Building AI-Powered Applications: Lessons from the Trenches

Source: Dev.to

Introduction

After shipping multiple AI‑powered products at Aura Technologies, we’ve learned hard lessons about what actually works in production. This isn’t theory — it’s what we discovered by breaking things in the field.

Common Pitfalls When Shipping AI

• Demo‑first mindset – A weekend AI demo works great on the happy path, impresses stakeholders, and then collapses when shipped.
• Edge cases – Unexpected inputs break everything.
• Latency – Acceptable in demos but frustrating for real users.
• Cost – Scales dramatically with real usage.
• Hallucinations – Funny in testing, embarrassing with customers.

What we do now: Build for production from day one. Every feature is stress‑tested with adversarial inputs before any demo is shown.

Prompt Engineering as Code

We initially treated prompts as an afterthought, iterating until the output looked right. That was a mistake. Prompts are code and need the same rigor:

• Version control
• Automated testing
• Documentation
• Review processes (pull‑request workflow)

A single‑word change can improve accuracy by 20 % or break a feature entirely.

What we do now: Store prompts in the same repository as the rest of the code and require PR review for any change.

Designing for Bad User Inputs

We assumed users would figure out how to prompt our AI effectively. They didn’t. Real inputs are often:

• Vague (“make it better”)
• Missing required context
• Poorly formatted
• In the wrong language

What we do now:

• Design interfaces that anticipate bad inputs.
• Add clarifying questions.
• Provide examples and guidance to steer users toward effective interactions.

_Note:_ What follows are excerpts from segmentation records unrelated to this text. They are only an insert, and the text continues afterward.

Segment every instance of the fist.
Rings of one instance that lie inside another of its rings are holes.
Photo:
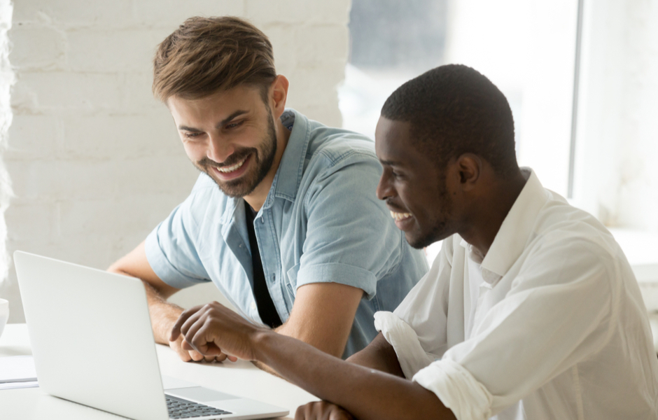
[[[298,408],[295,420],[354,420],[354,417],[335,404],[315,401]]]
[[[191,346],[185,342],[185,338],[180,335],[178,337],[169,342],[169,347],[176,351],[181,360],[183,362],[222,362],[226,359],[226,355],[222,353],[216,356],[204,356],[192,348]]]

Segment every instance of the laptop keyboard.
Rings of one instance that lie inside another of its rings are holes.
[[[170,419],[190,419],[192,417],[232,414],[214,407],[193,402],[172,396],[165,395],[164,397],[167,398],[167,410],[169,411]]]

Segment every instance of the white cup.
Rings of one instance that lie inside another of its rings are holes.
[[[9,302],[0,299],[0,335],[2,335],[2,330],[5,329],[5,324],[9,319]]]

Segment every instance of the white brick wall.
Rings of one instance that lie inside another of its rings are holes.
[[[197,172],[150,85],[158,43],[190,16],[251,20],[270,36],[277,70],[290,80],[288,105],[340,126],[349,4],[16,1],[8,34],[13,123],[3,153],[15,194],[5,214],[7,251],[105,268],[187,196]],[[10,301],[10,321],[22,321],[13,268],[0,296]]]

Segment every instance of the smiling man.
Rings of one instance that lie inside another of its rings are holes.
[[[204,356],[167,340],[181,288],[212,281],[245,318],[346,356],[427,272],[377,199],[372,141],[286,109],[288,88],[238,18],[190,18],[158,48],[153,92],[202,174],[109,270],[144,281],[155,339],[183,360]]]
[[[381,332],[343,361],[219,304],[172,338],[266,363],[325,400],[299,420],[650,420],[658,360],[623,253],[595,218],[519,169],[507,100],[443,66],[400,87],[377,125],[377,195],[416,247],[444,239]],[[353,417],[354,416],[354,417]]]

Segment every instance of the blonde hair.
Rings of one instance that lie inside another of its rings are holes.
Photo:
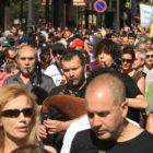
[[[150,47],[150,46],[148,46],[148,47],[145,47],[145,48],[144,48],[144,51],[145,51],[145,52],[153,51],[153,48],[152,48],[152,47]]]
[[[32,117],[32,126],[30,128],[30,133],[27,136],[27,144],[33,143],[35,139],[35,132],[38,126],[38,108],[36,104],[36,96],[27,91],[26,86],[20,85],[20,84],[9,84],[5,86],[2,86],[0,89],[0,114],[2,111],[2,108],[7,103],[10,101],[16,98],[20,95],[25,95],[28,101],[32,102],[32,108],[34,109],[34,116]],[[1,116],[0,116],[0,122],[1,122]],[[25,145],[25,144],[23,144]],[[4,130],[3,127],[0,127],[0,152],[4,149]]]

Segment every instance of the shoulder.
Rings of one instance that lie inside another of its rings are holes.
[[[52,79],[50,78],[50,76],[48,76],[48,75],[46,75],[46,74],[42,74],[42,78],[44,79],[44,80],[51,80],[52,81]]]
[[[4,83],[12,83],[15,79],[17,78],[17,75],[10,75],[4,80]]]
[[[97,138],[92,129],[79,131],[71,144],[70,153],[97,153]]]
[[[71,137],[71,140],[72,140],[78,132],[84,131],[87,129],[91,129],[91,126],[90,126],[87,116],[84,116],[81,119],[70,125],[70,127],[68,128],[66,132],[64,139],[67,139],[67,137]]]

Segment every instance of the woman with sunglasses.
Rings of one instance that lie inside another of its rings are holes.
[[[19,84],[0,89],[0,153],[34,142],[38,122],[35,98]]]
[[[138,87],[145,94],[145,78],[142,71],[132,69],[136,55],[133,47],[127,46],[121,50],[121,72],[129,74],[137,83]]]
[[[0,153],[37,143],[35,133],[38,125],[36,96],[25,86],[10,84],[0,89]],[[51,146],[44,146],[56,153]]]

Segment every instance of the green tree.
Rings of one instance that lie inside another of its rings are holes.
[[[10,9],[11,9],[11,21],[13,22],[15,19],[20,19],[21,15],[23,19],[27,17],[27,0],[11,0]],[[45,17],[45,5],[40,4],[40,0],[34,0],[34,17],[36,17],[36,24],[38,24],[39,15]],[[36,12],[36,13],[35,13]]]

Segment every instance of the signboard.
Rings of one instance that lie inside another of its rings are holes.
[[[86,5],[86,0],[73,0],[72,5]]]
[[[51,1],[52,1],[52,0],[49,0],[49,4],[51,4]],[[45,5],[45,4],[46,4],[46,0],[42,0],[40,3],[42,3],[42,5]]]
[[[97,12],[104,12],[107,9],[107,4],[104,0],[98,0],[94,3],[94,9]]]

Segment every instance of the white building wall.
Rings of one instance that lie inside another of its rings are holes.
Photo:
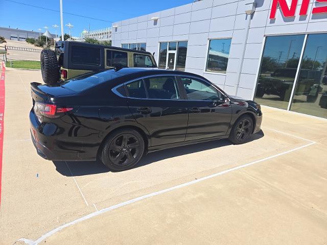
[[[122,43],[146,42],[147,51],[155,52],[158,61],[159,42],[188,40],[186,71],[204,76],[229,94],[252,99],[264,36],[326,32],[327,14],[313,15],[312,8],[325,4],[311,0],[308,15],[299,16],[300,6],[298,6],[296,17],[285,18],[278,9],[276,18],[271,20],[272,0],[255,0],[256,8],[246,41],[248,22],[244,11],[245,4],[250,2],[203,0],[118,21],[113,24],[118,27],[112,28],[112,44],[121,46]],[[301,2],[299,1],[299,5]],[[151,20],[153,17],[159,19]],[[208,40],[228,38],[232,40],[226,74],[205,72]],[[244,46],[245,53],[240,70]]]

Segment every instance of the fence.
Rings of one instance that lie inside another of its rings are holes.
[[[29,52],[41,53],[42,50],[37,48],[31,48],[30,47],[13,47],[12,46],[5,46],[6,50],[19,50],[21,51],[28,51]]]

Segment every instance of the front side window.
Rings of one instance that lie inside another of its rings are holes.
[[[273,107],[288,108],[304,39],[304,35],[266,38],[255,101]],[[311,69],[313,70],[312,66]]]
[[[194,101],[218,101],[220,94],[213,86],[199,80],[181,78],[188,99]]]
[[[231,39],[213,39],[209,42],[206,71],[225,73]]]
[[[72,63],[78,65],[100,65],[101,55],[100,48],[73,46]]]
[[[134,66],[135,67],[153,67],[152,60],[149,55],[134,54]]]
[[[144,80],[149,99],[178,100],[179,93],[175,78],[171,76],[156,77]]]
[[[128,96],[131,98],[147,99],[147,93],[143,84],[143,80],[132,82],[126,85]]]
[[[128,66],[127,53],[114,50],[107,51],[107,66],[110,67]]]

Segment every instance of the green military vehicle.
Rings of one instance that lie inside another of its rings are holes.
[[[97,70],[157,67],[149,52],[82,42],[59,41],[54,51],[41,53],[42,78],[48,84]]]

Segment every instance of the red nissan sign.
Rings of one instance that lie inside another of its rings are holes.
[[[294,17],[295,16],[295,11],[297,6],[298,0],[292,0],[291,6],[289,7],[287,0],[272,0],[271,12],[270,12],[270,18],[276,18],[276,11],[279,4],[281,7],[281,11],[285,17]],[[327,0],[316,0],[318,3],[326,3]],[[302,0],[301,9],[300,9],[300,15],[306,15],[308,13],[308,9],[310,3],[310,0]],[[327,13],[327,6],[323,7],[316,7],[312,9],[313,14],[319,14],[321,13]]]

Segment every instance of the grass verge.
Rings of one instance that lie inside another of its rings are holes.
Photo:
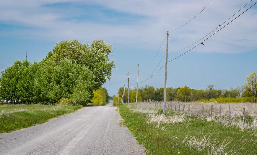
[[[0,133],[9,132],[47,121],[82,107],[40,104],[0,105]]]
[[[123,124],[148,154],[257,154],[256,131],[160,110],[130,110],[127,106],[118,106]]]

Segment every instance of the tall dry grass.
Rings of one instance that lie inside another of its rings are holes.
[[[211,118],[212,105],[212,117]],[[229,105],[230,107],[230,122],[229,122]],[[221,106],[221,118],[219,118],[220,106]],[[188,107],[189,106],[189,111]],[[203,116],[203,107],[204,115]],[[163,108],[163,102],[141,102],[138,104],[130,104],[127,107],[135,112],[156,113]],[[246,122],[243,122],[243,108],[245,110]],[[257,104],[253,103],[184,103],[169,102],[166,103],[166,110],[175,113],[185,113],[196,115],[195,118],[203,119],[208,121],[214,121],[228,126],[235,126],[241,130],[257,130]]]

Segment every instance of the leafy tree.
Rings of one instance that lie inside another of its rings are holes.
[[[98,89],[95,92],[97,93],[99,95],[101,95],[102,97],[102,100],[103,100],[103,104],[105,103],[106,102],[106,96],[105,93],[104,89],[102,88],[100,88]]]
[[[140,93],[137,93],[137,101],[139,101],[142,100],[142,98],[140,94]],[[136,100],[136,90],[135,90],[131,92],[129,94],[129,101],[131,103],[135,103]]]
[[[103,87],[103,89],[104,91],[104,93],[105,93],[105,98],[106,98],[105,102],[107,103],[108,103],[109,100],[109,98],[110,97],[109,96],[109,94],[108,93],[108,90],[107,90],[106,88]]]
[[[95,92],[94,93],[94,97],[91,100],[92,104],[95,105],[100,105],[103,104],[103,99],[101,95]]]
[[[189,101],[190,90],[186,85],[178,89],[177,92],[177,97],[180,100],[186,102]]]
[[[53,67],[45,65],[35,78],[34,102],[54,103],[62,98],[70,98],[74,93],[72,101],[81,103],[90,100],[92,96],[79,102],[79,98],[75,99],[75,97],[92,94],[94,79],[94,75],[87,67],[73,64],[67,59],[61,60]]]
[[[210,99],[212,98],[212,91],[213,90],[214,86],[214,85],[209,85],[207,86],[207,88],[206,88],[206,90],[207,90],[207,91],[208,91],[209,94],[208,99]]]
[[[121,98],[119,97],[118,99],[118,97],[116,96],[113,96],[113,105],[116,105],[120,104],[121,100]]]
[[[246,82],[245,83],[246,88],[250,90],[254,103],[256,102],[255,96],[257,95],[257,72],[250,73],[246,77]]]
[[[94,75],[96,90],[110,80],[111,69],[116,68],[114,61],[109,61],[109,54],[112,52],[111,45],[101,40],[95,40],[91,46],[76,39],[66,40],[56,44],[53,51],[43,60],[48,65],[54,66],[64,58],[73,63],[85,65]]]

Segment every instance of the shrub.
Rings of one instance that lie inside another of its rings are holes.
[[[61,101],[61,105],[69,105],[71,103],[71,100],[69,98],[62,98],[60,100]],[[60,103],[55,103],[56,105],[59,105]]]
[[[121,101],[121,97],[118,97],[118,97],[115,96],[113,97],[113,105],[118,105],[120,103],[118,103],[118,101],[119,101],[120,102]]]
[[[103,104],[102,96],[97,93],[94,93],[94,97],[91,101],[92,104],[95,105],[100,105]]]

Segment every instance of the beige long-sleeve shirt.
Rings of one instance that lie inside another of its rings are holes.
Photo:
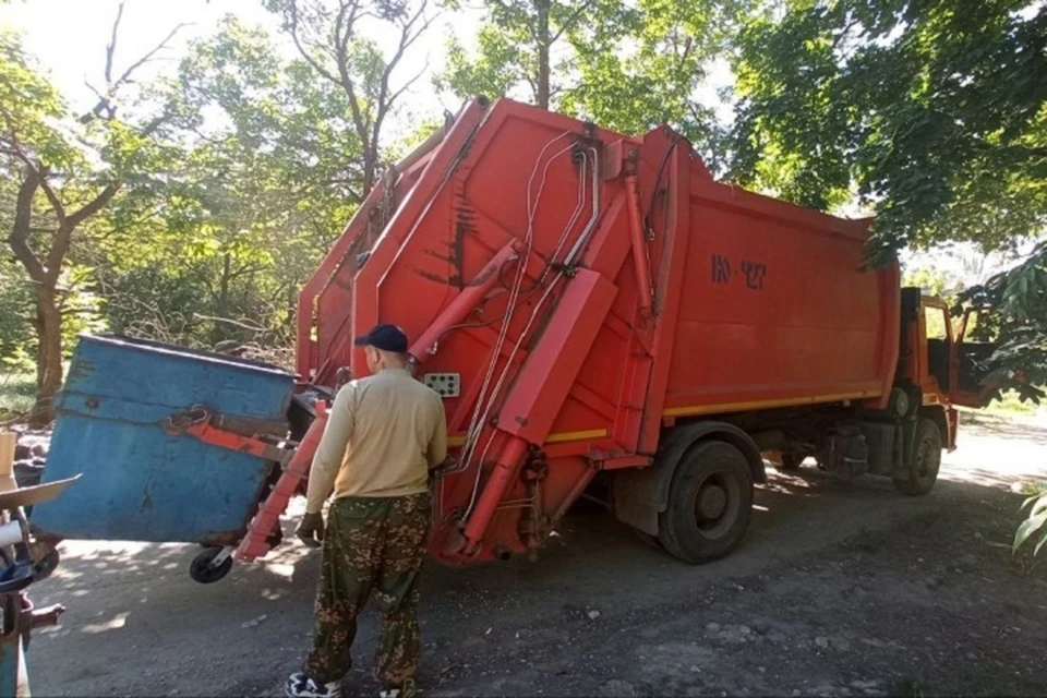
[[[330,407],[309,473],[305,510],[335,498],[393,497],[429,489],[447,457],[447,420],[435,390],[407,370],[347,383]]]

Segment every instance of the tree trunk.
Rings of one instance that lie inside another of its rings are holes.
[[[62,312],[53,288],[38,286],[36,327],[39,352],[36,358],[36,405],[29,426],[43,429],[55,421],[55,397],[62,388]]]
[[[534,0],[538,10],[538,106],[549,109],[549,2]]]
[[[232,277],[232,255],[228,252],[221,261],[221,278],[218,280],[218,298],[215,304],[216,317],[229,317],[229,280]],[[218,321],[210,328],[212,347],[228,338],[228,328]]]

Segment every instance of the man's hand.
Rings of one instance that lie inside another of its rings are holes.
[[[294,534],[310,547],[320,547],[320,542],[324,540],[324,515],[320,512],[303,515]]]
[[[441,478],[443,478],[443,477],[444,477],[444,471],[447,470],[448,468],[454,467],[455,465],[457,465],[457,462],[458,462],[458,461],[455,460],[453,457],[447,456],[446,458],[444,458],[443,462],[441,462],[438,466],[435,466],[435,467],[433,467],[433,468],[430,468],[430,469],[429,469],[429,485],[432,486],[434,482],[436,482],[437,480],[440,480]]]

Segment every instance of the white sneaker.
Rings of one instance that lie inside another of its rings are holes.
[[[287,698],[338,698],[341,695],[341,682],[317,684],[305,674],[296,672],[287,677],[284,695]]]
[[[399,688],[386,688],[378,694],[378,698],[414,698],[417,695],[418,688],[414,687],[414,679],[406,678]]]

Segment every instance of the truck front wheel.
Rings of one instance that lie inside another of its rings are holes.
[[[731,444],[696,445],[676,467],[658,540],[690,564],[723,557],[745,535],[753,513],[753,470]]]
[[[910,496],[927,494],[935,486],[938,468],[941,466],[941,432],[929,419],[920,419],[916,423],[912,462],[908,477],[893,478],[894,488]]]

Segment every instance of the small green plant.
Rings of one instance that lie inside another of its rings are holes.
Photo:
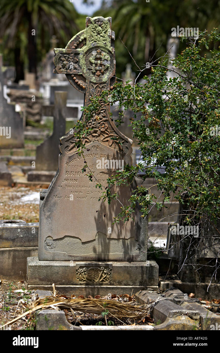
[[[1,310],[3,310],[3,311],[8,311],[10,309],[10,307],[9,306],[3,306],[3,308],[2,308]]]
[[[161,250],[154,246],[152,241],[150,241],[150,245],[147,250],[148,259],[148,260],[156,261],[160,258],[162,252]]]
[[[12,290],[13,285],[13,282],[12,282],[11,283],[9,283],[9,290],[8,292],[8,301],[10,302],[11,301],[11,292]]]
[[[108,315],[109,313],[108,310],[107,309],[106,309],[107,306],[107,304],[105,301],[105,302],[103,304],[103,308],[104,309],[104,311],[102,311],[102,312],[101,313],[101,315],[102,315],[102,316],[103,318],[104,317],[105,317],[106,320],[106,315]]]

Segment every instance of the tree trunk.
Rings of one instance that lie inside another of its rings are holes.
[[[18,83],[20,80],[23,80],[24,78],[24,62],[20,59],[20,47],[15,48],[14,50],[14,65],[16,71],[16,77],[14,82]]]
[[[28,13],[28,56],[29,72],[37,75],[37,48],[36,45],[36,28],[32,22],[31,14]]]

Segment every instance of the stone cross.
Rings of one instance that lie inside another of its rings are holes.
[[[84,94],[86,106],[91,97],[113,88],[115,62],[111,23],[109,17],[87,17],[85,30],[65,49],[54,49],[54,72],[65,74]],[[78,154],[72,131],[60,139],[58,170],[48,190],[41,193],[40,261],[147,259],[143,252],[147,229],[137,210],[134,220],[113,224],[121,205],[128,204],[135,183],[113,186],[111,191],[118,193],[118,199],[109,205],[100,199],[102,190],[97,182],[106,187],[107,178],[120,164],[132,163],[132,141],[117,129],[109,111],[109,106],[103,105],[87,122],[90,130],[83,137],[85,160]],[[90,180],[88,168],[94,175]]]

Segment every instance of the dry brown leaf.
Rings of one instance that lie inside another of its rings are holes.
[[[190,293],[188,296],[189,298],[195,298],[195,293]]]

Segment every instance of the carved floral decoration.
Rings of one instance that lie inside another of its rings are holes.
[[[73,53],[70,55],[65,54],[60,57],[61,60],[60,66],[64,70],[78,70],[78,59],[75,57],[75,54]]]

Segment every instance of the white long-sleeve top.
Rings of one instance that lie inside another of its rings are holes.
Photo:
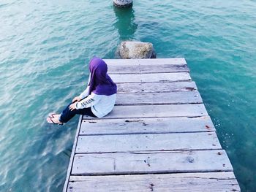
[[[114,107],[116,102],[116,94],[110,96],[97,95],[91,93],[90,95],[89,86],[80,94],[82,99],[76,104],[76,109],[91,107],[91,112],[98,118],[107,115]]]

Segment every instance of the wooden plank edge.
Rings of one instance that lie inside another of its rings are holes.
[[[133,58],[133,59],[108,59],[108,58],[103,58],[103,61],[107,64],[107,65],[111,66],[111,65],[134,65],[135,64],[143,66],[143,65],[151,65],[151,64],[163,64],[164,62],[167,62],[167,64],[173,64],[173,65],[178,65],[178,64],[186,64],[187,65],[187,63],[186,61],[186,59],[184,58]]]
[[[75,136],[73,147],[72,149],[71,155],[70,155],[70,158],[69,158],[69,166],[68,166],[67,171],[66,180],[65,180],[64,185],[63,186],[63,190],[62,190],[63,192],[66,192],[67,191],[68,183],[69,181],[69,177],[71,175],[71,170],[72,170],[72,168],[73,166],[73,161],[74,161],[74,158],[75,158],[75,148],[76,148],[77,144],[78,144],[78,139],[79,137],[79,132],[80,132],[80,128],[81,127],[82,121],[83,121],[83,115],[80,115],[78,124],[77,126],[77,131],[76,131]]]
[[[148,132],[133,132],[133,133],[121,133],[121,134],[83,134],[80,133],[79,136],[102,136],[102,135],[124,135],[124,134],[192,134],[192,133],[216,133],[215,128],[214,130],[194,131],[148,131]]]
[[[187,172],[187,173],[162,173],[162,174],[148,174],[148,175],[172,175],[173,177],[194,177],[195,174],[200,174],[202,175],[204,178],[211,178],[211,179],[222,179],[222,180],[236,180],[236,176],[233,172]],[[223,176],[221,176],[220,174],[223,174]],[[94,176],[87,176],[87,175],[83,175],[83,176],[70,176],[70,181],[87,181],[88,178],[115,178],[118,177],[121,175],[116,175],[116,174],[111,174],[111,175],[103,175],[103,176],[99,176],[96,175]],[[124,177],[132,177],[132,174],[124,174]],[[140,174],[137,174],[137,176],[140,176]],[[145,174],[142,174],[142,177],[144,177]],[[218,176],[220,176],[218,177]]]
[[[200,117],[207,117],[208,115],[195,115],[195,116],[163,116],[163,117],[156,117],[156,116],[151,116],[151,117],[124,117],[124,118],[108,118],[108,116],[103,117],[103,118],[93,118],[91,116],[87,115],[83,115],[83,120],[97,120],[97,119],[134,119],[134,118],[200,118]]]
[[[173,72],[108,72],[108,74],[156,74],[156,73],[182,73],[182,72],[184,72],[184,73],[190,73],[190,70],[189,69],[187,69],[187,70],[177,70],[177,71],[173,71]]]

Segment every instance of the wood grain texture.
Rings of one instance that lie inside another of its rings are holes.
[[[140,106],[116,106],[113,111],[102,118],[134,118],[165,117],[207,116],[203,104],[159,104]],[[83,115],[83,119],[95,119]]]
[[[197,91],[195,82],[162,82],[120,83],[117,85],[118,93],[163,93]]]
[[[96,135],[80,136],[78,140],[76,153],[163,151],[221,148],[222,147],[215,132]]]
[[[118,144],[117,144],[118,145]],[[225,150],[185,150],[146,153],[92,153],[75,155],[72,174],[233,171]]]
[[[184,58],[146,58],[146,59],[103,59],[108,66],[143,66],[143,65],[158,65],[158,64],[172,64],[172,65],[184,65],[187,64]]]
[[[190,81],[187,72],[156,73],[156,74],[110,74],[116,83],[143,82],[179,82]]]
[[[202,98],[198,91],[118,93],[116,105],[201,104]]]
[[[187,64],[157,64],[157,65],[111,65],[108,66],[108,73],[111,74],[142,74],[142,73],[169,73],[189,72]]]
[[[72,165],[73,165],[73,161],[74,161],[74,157],[75,157],[75,149],[76,149],[76,146],[77,146],[77,142],[78,142],[78,135],[79,135],[81,123],[82,123],[82,115],[80,115],[79,116],[78,124],[78,126],[77,126],[77,131],[75,132],[74,144],[73,144],[73,147],[72,147],[71,155],[70,155],[69,166],[67,167],[66,180],[65,180],[65,183],[64,183],[64,187],[63,187],[63,192],[67,191],[67,185],[68,185],[68,183],[69,183],[69,177],[70,177],[70,174],[71,174],[71,172],[72,172]]]
[[[68,191],[240,191],[233,172],[71,176]]]
[[[80,135],[214,131],[208,116],[83,120]]]

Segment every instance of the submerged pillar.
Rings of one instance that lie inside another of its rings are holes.
[[[132,6],[132,0],[113,0],[113,4],[117,7],[129,7]]]

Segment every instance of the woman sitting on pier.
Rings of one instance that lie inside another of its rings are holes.
[[[62,125],[76,114],[94,118],[108,115],[114,107],[116,85],[107,74],[108,66],[101,58],[94,57],[89,63],[90,75],[86,89],[75,96],[61,114],[50,113],[49,123]]]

Retrieval‑Augmented Generation (RAG)

In RAG systems, the retrieval step sets the ceiling for quality. Fetching the wrong documents means even the best language model can’t help.

What we do now:

• Measure retrieval quality independently.
• Track relevance, recall, and precision metrics.
• Optimize retrieval before focusing on generation.

Latency Perception and Streaming

The difference between waiting 10 seconds for a response and seeing text appear instantly is huge for user experience, even if total time is the same.

What we do now: Stream outputs by default so users see real‑time text as it’s generated.

Caching to Reduce Costs and Latency

API costs and latency add up quickly. Effective caching solves both problems.

We cache at multiple levels:

1. Exact‑match cache – Same input → same output.
2. Semantic similarity cache – Similar inputs reuse relevant work.
3. Embedding cache – Avoid re‑embedding identical content.

One product saw a 70 % reduction in API costs after implementing proper caching.

Robust Error Handling

AI systems fail in strange ways: unexpected output formats, API timeouts, rate‑limit hits, or content‑filter triggers. Generic “An error occurred” messages are unacceptable.

What we do now:

• Graceful degradation when possible.
• Clear error messages that explain what happened and how to proceed.
• Automatic retries with exponential backoff.
• Fallback behaviors for common failure modes.

Evaluating AI Quality

Traditional software has clear pass/fail tests, but AI outputs exist on a spectrum. Two responses can both be “correct,” yet one is clearly better.

What we do now:

• Build evaluation datasets for each use case.
• Use LLM‑as‑judge for scalable evaluation.
• Track metrics over time to catch regressions.
• Conduct regular human‑evaluation sprints.

Human‑in‑the‑Loop (HITL)

Automating everything end‑to‑end is tempting but usually wrong, especially early on.

Starting with humans in the loop lets you:

• Catch errors before they reach users.
• Generate training data from corrections.
• Understand failure modes.
• Build trust with stakeholders.

Model Selection vs. System Design

We assumed that picking the “best” model (GPT‑4, Claude, Gemini, open‑source) was the key decision. In practice, other factors matter more:

• Quality of training/retrieval data
• Understanding of user needs
• Prompt engineering
• System design and error handling
• UX that guides users to successful interactions

A well‑designed system with a “worse” model often outperforms a poorly designed system with the best model.

Conclusion

The biggest lesson? You can’t learn this stuff in theory. You have to ship, see how things break, and fix them. At Aura Technologies we’re applying these lessons to build AI products that actually work in production. If you’re on a similar journey, we’d love to hear what you’re learning.